Many web sites and applications include an autocompletion feature
that suggests the best ranking completions only.
But assuming a large pool of suggestions
and a ranking independent from the lexicographic order of the suggestions,
which data structure provides fast access to the
best ranking completions for a given prefix?
One answer is an
inverted index
with a top-
k list of completions for each prefix.
Another answer is a
suggest tree as presented in this paper.
It is fine in terms of both time and space efficiency.
Structure
In a suggest tree, each node contains a suggestion and an associated score (Figure 1).
The nodes are ordered so that the suggestions form a
binary search tree
and the scores satisfy the
max-heap property:
- The left subtree of a node contains only suggestions lexicographically less than the node's suggestion.
- The right subtree of a node contains only suggestions lexicographically greater than the node's suggestion.
- Each node has a score less than or equal to the score of its parent.
In other words, a suggest tree is a
treap ("tree heap").
Each new entry is initially inserted as a leaf just like in a simple binary search tree,
after that
tree rotations are employed to restore the heap order.
The suggest tree for an entry set
X is exactly
the simple binary search tree that results from inserting the elements
of
X in descending order of score.
Suggest trees are self-balancing (always assuming that the
scores are independent from the lexicographic order of the suggestions).
They are self-balancing even if the scores are non-distinct
because the heap order of suggest trees is determined not only by the score
but also by a random number that is generated for each node
and that breaks ties between nodes of equal score.
Algorithm
The suggestion algorithm for suggest trees uses a
priority queue
to return the
k highest scored completions for a given prefix
in descending order of score:
-
Search from the root for the first completion and put it in the queue (if found).
-
If the queue is empty, terminate;
otherwise get the highest scored element off the queue and return it.
-
If k suggestions have been returned, terminate;
otherwise search both the left and right subtree of the last suggestion returned
for the next completion and put both completions in the queue (if found).
-
Repeat from step 2.
Note that all nodes between the leftmost and rightmost path explored
contain a completion.
Optimization
String comparisons in a binary search tree can be slow due to long common prefixes.

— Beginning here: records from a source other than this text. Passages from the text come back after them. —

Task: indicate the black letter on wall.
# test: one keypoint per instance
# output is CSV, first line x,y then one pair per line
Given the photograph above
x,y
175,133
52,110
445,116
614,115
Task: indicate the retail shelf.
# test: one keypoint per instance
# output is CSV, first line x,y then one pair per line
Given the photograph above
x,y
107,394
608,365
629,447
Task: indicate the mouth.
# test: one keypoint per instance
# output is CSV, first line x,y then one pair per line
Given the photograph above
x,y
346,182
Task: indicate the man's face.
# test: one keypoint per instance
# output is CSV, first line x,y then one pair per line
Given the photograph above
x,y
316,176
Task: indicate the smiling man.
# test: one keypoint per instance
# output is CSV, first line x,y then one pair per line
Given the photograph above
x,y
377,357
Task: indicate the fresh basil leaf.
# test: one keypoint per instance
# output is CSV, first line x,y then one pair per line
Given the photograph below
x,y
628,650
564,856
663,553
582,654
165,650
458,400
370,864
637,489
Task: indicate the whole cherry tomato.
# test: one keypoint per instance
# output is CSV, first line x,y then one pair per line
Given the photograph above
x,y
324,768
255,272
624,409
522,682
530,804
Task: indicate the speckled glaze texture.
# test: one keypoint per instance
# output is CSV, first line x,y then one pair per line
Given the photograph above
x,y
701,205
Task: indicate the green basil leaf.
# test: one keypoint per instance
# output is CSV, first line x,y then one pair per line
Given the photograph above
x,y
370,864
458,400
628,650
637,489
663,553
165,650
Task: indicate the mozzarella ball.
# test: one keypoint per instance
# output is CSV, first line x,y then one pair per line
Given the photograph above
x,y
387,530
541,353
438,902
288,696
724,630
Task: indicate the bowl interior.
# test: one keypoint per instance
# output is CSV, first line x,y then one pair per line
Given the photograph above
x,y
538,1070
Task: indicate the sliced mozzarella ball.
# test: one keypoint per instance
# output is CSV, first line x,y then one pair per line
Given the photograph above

Therefore suggest tree nodes should have two additional attributes,
lcpPred and
lcpSucc,
that keep the length of the longest common prefix
with the lexicographic predecessor and successor on the access path from the
root to the node (Figure 2).
The two attributes allow the search algorithm to skip known common prefixes.
For example, if searching the tree of Figure 2 for "Santa Cruz",
the initial string comparison with "Santa Clara" gives not only that
"Santa Cruz" is lexicographically greater than "Santa Clara"
but also that the two strings have a longest common prefix of length 7.
So, going to "Santa Fe",
a simple integer comparison with
lcpPred
(the length of the longest common prefix of "Santa Fe" and "Santa Clara")
suffices for knowing that "Santa Cruz" is lexicographically less than "Santa Fe".
References
- Aragon, Seidel, "Randomized Search Trees"
- Crescenzi, Grossi, Italiano, "Search Data Structures for Skewed Strings"